Pero sin la visita casi diaria de Mathilde, sin su presencia habitual, su mundo se redujo aún más. De la cama a la silla, de la silla a la cama; el cheque mensual del seguro, las cuatro paredes de la casa de sus padres y la televisión. Exceptuando las visitas del siempre fiel Sergio, las semanas y los meses pasaban con una monotonía desquiciante. No había nada, excepto el llanto interior, la impresión de que nadie podía ayudarle o comprenderle porque su dolor era demasiado profundo, demasiado diferente de lo que pueden sentir los que no reparan en el valor de sus piernas. Sus padres pensaron en mandarle a una especie de escuela para discapacitados. «Éramos conscientes de que el porvenir de este joven no podía forjarse entre sus padres, y tampoco aceptábamos que no hubiese nada que hacer —diría su madre—. Era un chico de veintiún años, a quien la cabeza le funcionaba muy bien. Yo sabía que poseía la fuerza espiritual para salir adelante». Durante la Navidad de 1983, su madre dejó sobre su cama unas tabletas de chocolate, regalo de un colega de su marido. «No me ayudes —le dijo Christophe—. Tengo que cogerlas yo mismo». Tardó veinte minutos en hacerse con los chocolates, y acabó exhausto de tantas contorsiones. Pero por lo menos había logrado su pequeña victoria diaria.

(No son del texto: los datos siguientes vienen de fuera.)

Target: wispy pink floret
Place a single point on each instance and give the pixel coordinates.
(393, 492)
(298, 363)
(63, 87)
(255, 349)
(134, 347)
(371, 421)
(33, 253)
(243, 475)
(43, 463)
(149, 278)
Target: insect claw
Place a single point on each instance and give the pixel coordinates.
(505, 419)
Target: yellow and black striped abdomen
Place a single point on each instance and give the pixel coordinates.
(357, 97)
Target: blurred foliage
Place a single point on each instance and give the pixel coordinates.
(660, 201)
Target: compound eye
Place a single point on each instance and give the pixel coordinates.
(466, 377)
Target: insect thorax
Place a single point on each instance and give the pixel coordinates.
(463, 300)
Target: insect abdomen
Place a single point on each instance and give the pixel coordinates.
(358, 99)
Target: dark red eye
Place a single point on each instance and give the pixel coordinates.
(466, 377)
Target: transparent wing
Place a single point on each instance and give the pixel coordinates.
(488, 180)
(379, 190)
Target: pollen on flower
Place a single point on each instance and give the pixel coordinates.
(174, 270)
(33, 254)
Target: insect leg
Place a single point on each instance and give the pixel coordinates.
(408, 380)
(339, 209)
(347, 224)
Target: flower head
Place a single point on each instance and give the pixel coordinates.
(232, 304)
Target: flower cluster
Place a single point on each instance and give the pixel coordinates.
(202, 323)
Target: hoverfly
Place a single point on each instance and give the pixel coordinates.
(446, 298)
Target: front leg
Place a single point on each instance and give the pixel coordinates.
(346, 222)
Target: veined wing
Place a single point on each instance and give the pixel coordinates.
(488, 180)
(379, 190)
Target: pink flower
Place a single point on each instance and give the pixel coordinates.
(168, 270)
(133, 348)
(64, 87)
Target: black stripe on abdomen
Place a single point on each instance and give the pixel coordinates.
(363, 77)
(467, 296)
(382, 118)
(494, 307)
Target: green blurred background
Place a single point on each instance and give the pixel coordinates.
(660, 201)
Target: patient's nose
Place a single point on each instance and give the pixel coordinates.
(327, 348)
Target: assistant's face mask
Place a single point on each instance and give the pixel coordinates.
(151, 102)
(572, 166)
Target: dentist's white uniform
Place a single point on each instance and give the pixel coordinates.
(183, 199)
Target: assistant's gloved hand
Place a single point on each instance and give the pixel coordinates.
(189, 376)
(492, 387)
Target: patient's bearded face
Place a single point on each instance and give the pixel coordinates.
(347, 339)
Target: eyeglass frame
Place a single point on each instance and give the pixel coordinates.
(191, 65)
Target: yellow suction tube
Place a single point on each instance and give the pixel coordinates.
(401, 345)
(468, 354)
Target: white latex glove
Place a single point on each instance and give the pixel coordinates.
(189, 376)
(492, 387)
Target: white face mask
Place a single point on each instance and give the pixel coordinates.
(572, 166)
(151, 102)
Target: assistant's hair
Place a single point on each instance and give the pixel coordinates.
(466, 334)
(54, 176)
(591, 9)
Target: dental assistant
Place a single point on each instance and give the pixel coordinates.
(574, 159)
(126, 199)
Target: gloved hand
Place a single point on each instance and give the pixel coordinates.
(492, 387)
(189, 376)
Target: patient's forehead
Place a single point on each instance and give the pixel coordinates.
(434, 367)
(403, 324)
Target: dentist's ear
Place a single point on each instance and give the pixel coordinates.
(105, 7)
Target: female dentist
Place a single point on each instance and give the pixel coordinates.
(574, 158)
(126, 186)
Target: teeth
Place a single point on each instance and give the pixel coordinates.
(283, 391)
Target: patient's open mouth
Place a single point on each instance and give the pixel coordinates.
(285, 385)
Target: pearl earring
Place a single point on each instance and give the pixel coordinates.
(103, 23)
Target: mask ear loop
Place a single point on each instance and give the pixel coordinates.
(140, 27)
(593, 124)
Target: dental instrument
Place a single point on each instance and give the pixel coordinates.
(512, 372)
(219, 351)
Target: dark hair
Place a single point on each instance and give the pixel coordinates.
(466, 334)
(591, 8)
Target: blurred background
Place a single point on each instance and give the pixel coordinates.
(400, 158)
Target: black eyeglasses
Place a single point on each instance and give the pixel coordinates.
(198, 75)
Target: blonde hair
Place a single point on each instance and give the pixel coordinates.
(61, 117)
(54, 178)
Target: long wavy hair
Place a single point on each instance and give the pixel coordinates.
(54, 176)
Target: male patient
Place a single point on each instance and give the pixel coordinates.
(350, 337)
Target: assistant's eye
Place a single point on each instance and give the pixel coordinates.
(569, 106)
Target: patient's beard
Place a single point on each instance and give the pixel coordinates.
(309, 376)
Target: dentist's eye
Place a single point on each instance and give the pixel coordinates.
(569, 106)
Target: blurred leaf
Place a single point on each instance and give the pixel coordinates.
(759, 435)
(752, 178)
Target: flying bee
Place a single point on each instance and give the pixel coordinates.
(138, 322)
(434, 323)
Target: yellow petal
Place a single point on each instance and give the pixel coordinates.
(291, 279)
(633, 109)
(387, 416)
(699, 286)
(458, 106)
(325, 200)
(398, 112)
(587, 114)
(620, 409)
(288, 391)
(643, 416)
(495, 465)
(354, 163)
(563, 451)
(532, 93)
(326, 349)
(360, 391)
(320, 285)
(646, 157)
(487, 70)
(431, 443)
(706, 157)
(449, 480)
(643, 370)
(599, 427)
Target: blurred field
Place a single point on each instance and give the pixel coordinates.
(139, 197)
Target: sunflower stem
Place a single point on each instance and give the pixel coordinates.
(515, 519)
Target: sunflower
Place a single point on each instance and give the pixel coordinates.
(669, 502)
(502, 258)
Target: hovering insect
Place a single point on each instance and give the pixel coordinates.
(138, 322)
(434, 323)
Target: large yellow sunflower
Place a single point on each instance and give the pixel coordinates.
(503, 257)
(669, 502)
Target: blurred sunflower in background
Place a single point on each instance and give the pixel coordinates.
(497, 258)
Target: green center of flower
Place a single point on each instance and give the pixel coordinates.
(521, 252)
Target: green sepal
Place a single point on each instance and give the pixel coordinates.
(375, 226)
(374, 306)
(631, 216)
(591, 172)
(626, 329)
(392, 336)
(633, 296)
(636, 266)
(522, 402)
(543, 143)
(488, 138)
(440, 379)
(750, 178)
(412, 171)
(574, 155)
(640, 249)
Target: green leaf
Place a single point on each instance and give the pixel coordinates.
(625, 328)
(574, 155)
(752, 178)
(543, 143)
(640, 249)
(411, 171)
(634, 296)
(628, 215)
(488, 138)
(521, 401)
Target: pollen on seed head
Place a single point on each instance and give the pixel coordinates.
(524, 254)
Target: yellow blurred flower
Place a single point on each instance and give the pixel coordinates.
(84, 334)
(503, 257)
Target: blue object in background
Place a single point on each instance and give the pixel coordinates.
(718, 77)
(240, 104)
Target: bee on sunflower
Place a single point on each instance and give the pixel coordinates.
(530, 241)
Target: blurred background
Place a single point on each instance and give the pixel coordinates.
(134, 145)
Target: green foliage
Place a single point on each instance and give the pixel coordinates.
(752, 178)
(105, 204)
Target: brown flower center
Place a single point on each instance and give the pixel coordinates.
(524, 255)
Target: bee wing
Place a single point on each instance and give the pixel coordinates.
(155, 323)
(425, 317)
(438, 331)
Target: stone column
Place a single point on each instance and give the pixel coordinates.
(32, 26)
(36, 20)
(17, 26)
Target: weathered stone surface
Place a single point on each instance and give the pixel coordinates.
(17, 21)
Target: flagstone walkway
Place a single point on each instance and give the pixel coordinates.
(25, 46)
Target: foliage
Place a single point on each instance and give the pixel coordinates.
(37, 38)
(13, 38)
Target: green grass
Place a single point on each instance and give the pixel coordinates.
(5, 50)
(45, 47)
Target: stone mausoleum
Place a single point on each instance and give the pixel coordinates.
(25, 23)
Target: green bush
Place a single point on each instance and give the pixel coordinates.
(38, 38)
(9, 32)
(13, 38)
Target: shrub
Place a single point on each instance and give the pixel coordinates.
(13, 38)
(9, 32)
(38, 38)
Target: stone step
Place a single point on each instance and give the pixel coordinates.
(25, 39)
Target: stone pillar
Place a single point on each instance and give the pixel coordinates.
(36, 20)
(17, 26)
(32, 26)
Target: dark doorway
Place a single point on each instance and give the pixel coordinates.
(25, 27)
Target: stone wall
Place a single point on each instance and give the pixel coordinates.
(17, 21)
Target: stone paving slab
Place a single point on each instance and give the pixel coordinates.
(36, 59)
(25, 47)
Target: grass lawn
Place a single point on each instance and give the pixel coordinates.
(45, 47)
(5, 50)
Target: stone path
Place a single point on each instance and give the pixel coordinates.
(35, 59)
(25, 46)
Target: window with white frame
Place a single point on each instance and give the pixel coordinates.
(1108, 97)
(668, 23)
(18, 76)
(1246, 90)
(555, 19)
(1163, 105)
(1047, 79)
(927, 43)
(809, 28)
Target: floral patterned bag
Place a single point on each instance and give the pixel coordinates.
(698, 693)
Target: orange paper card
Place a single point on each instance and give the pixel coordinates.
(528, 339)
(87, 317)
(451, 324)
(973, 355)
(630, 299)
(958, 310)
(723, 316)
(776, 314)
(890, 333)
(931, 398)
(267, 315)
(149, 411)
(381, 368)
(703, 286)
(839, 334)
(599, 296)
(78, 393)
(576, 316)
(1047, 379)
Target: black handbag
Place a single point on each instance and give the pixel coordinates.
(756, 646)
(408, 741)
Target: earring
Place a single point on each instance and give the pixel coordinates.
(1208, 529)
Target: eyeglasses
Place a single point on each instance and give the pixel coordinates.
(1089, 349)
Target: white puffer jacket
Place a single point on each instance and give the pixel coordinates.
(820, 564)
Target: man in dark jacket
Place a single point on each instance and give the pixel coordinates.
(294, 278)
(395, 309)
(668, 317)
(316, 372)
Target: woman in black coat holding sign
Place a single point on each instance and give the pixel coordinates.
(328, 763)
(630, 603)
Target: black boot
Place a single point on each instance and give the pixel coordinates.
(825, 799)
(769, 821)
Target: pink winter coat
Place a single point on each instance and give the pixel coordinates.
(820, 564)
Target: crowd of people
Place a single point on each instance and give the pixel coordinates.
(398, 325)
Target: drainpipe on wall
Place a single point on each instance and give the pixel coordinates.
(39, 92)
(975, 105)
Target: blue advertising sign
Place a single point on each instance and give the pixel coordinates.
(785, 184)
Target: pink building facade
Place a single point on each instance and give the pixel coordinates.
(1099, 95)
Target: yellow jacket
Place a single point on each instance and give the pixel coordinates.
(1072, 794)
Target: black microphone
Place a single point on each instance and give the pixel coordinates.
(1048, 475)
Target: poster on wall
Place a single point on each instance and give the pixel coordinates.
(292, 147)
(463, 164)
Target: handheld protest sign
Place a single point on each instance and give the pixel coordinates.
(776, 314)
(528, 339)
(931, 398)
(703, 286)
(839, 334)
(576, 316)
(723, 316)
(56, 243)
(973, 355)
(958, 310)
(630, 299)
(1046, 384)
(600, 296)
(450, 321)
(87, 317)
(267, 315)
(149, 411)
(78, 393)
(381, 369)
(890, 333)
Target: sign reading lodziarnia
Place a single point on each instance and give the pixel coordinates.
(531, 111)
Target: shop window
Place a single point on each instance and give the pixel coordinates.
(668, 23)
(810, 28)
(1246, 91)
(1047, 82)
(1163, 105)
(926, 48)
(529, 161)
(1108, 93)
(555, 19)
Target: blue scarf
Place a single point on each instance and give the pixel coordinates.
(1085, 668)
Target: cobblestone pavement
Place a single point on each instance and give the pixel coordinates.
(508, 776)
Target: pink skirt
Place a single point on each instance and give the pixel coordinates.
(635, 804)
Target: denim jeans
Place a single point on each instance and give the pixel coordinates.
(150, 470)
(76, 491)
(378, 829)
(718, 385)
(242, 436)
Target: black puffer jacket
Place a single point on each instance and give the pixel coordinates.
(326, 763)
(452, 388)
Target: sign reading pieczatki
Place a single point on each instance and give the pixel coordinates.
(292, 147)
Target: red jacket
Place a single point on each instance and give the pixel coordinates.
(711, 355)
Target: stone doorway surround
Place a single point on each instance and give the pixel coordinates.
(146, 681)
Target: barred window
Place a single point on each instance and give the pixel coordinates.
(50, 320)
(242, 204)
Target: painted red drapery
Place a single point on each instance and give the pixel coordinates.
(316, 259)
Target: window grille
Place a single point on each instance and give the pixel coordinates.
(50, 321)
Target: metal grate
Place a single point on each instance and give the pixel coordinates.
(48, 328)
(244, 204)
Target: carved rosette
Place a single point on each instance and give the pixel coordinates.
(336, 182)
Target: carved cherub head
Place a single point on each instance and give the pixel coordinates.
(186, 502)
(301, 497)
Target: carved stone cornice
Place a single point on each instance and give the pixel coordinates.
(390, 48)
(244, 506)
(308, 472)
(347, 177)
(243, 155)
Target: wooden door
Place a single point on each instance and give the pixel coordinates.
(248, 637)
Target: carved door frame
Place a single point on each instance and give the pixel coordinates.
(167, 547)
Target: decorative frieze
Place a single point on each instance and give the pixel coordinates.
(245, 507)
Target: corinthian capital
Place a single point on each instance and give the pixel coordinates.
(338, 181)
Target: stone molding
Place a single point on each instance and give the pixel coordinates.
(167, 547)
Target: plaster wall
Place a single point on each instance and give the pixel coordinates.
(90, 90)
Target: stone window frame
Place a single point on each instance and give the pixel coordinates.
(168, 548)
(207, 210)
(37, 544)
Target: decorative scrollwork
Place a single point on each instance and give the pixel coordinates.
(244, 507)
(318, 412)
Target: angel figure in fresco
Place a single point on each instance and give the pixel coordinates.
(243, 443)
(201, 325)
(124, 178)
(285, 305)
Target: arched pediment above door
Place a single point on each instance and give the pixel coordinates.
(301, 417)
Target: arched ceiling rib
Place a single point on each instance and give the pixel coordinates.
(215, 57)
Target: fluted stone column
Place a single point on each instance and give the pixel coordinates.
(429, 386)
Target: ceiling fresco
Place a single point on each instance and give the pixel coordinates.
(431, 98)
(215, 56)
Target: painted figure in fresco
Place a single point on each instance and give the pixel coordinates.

Poco a poco empezó a sentir ganas de salir de casa. Pidió a Sergio que le llevase a reuniones de amigos, a casa de sus hermanas o a fiestas. Aparte del miedo de no encontrar aseos adaptados, de mojarse en público a causa de algún derrame accidental de su colector, estaba la mirada de compasión y el embarazo de la gente. Hasta para Sergio era difícil. Chicos y chicas que reconocían a Christophe le esquivaban, procurando evitar una conversación que no sabían cómo abordar. Otros hacían el vacío alrededor de su silla de ruedas como si fuese un área contaminada. Christophe no soportaba las miradas de piedad que le apartaban del resto de la gente y que le recordaban como un bisturí las marcas que quería olvidar. Sufrió la experiencia común a todos los que están obligados a ir en silla de ruedas: de pronto el mundo se ve desde la altura de un niño y los mayores te miran con conmiseración al hablar. Tenía asumido que estar discapacitado era una desgracia, pero pensaba que no tenía por qué ser degradante. No quería provocar pena, sino que le tratasen normalmente. Y si no lo conseguía, si nadie se acercaba, él tomaba la iniciativa para superar la imagen negativa que le devolvían los demás. En eso reaccionaba de manera distinta a la mayoría de los discapacitados, que suelen encerrarse aún más en sí mismos, reflejo lógico de alguien que ve su dignidad mermada al ser tratado con aversión o menosprecio. Pero Christophe era sociable y tenía ganas de afirmarse. Como adivinaba que la gente no se atrevía a preguntar lo que de verdad le interesaba, él se adelantaba y contaba los pormenores de su accidente con lujo de detalles y hasta con bromas. Era como dejar correr el aire. Enseguida se creaba un clima de confianza y a partir de entonces los que le habían escuchado le trataban con naturalidad.

También las relaciones de sus padres con el resto del mundo experimentaron cambios; las amistades se fueron decantando: «Hay personas de las cuales uno espera apoyo y sin embargo no ofrecen ninguno —contaría su madre—. Hay otros que se encuentran incómodos, que no saben cómo reaccionar, que balbucean y sollozan; hay los que te juzgan: “Si hubieras ido a ver al doctor Tal, tu hijo no estaría así”; los que cruzan a la otra acera porque temen contagiarse de tu mala suerte; personas a las que el estado de mi hijo recuerda todo lo doloroso de la existencia y prefieren evitar la cuestión huyendo de mí; personas admirablemente bondadosas y dulces… ¡Existe toda la gama! Los hay que te llaman durante horas, a quienes se les olvida preguntar por el paciente y que a cambio te cuentan su vida, personas que te mandan cartas incoherentes donde se empeñan en contarte lo que les ha pasado, como el caso de una mujer que me describió su aborto sin venir a cuento… fue su manera de querer subirme la moral. Hay que saber que, ante una situación como la que nosotros vivimos, todas las reacciones son posibles».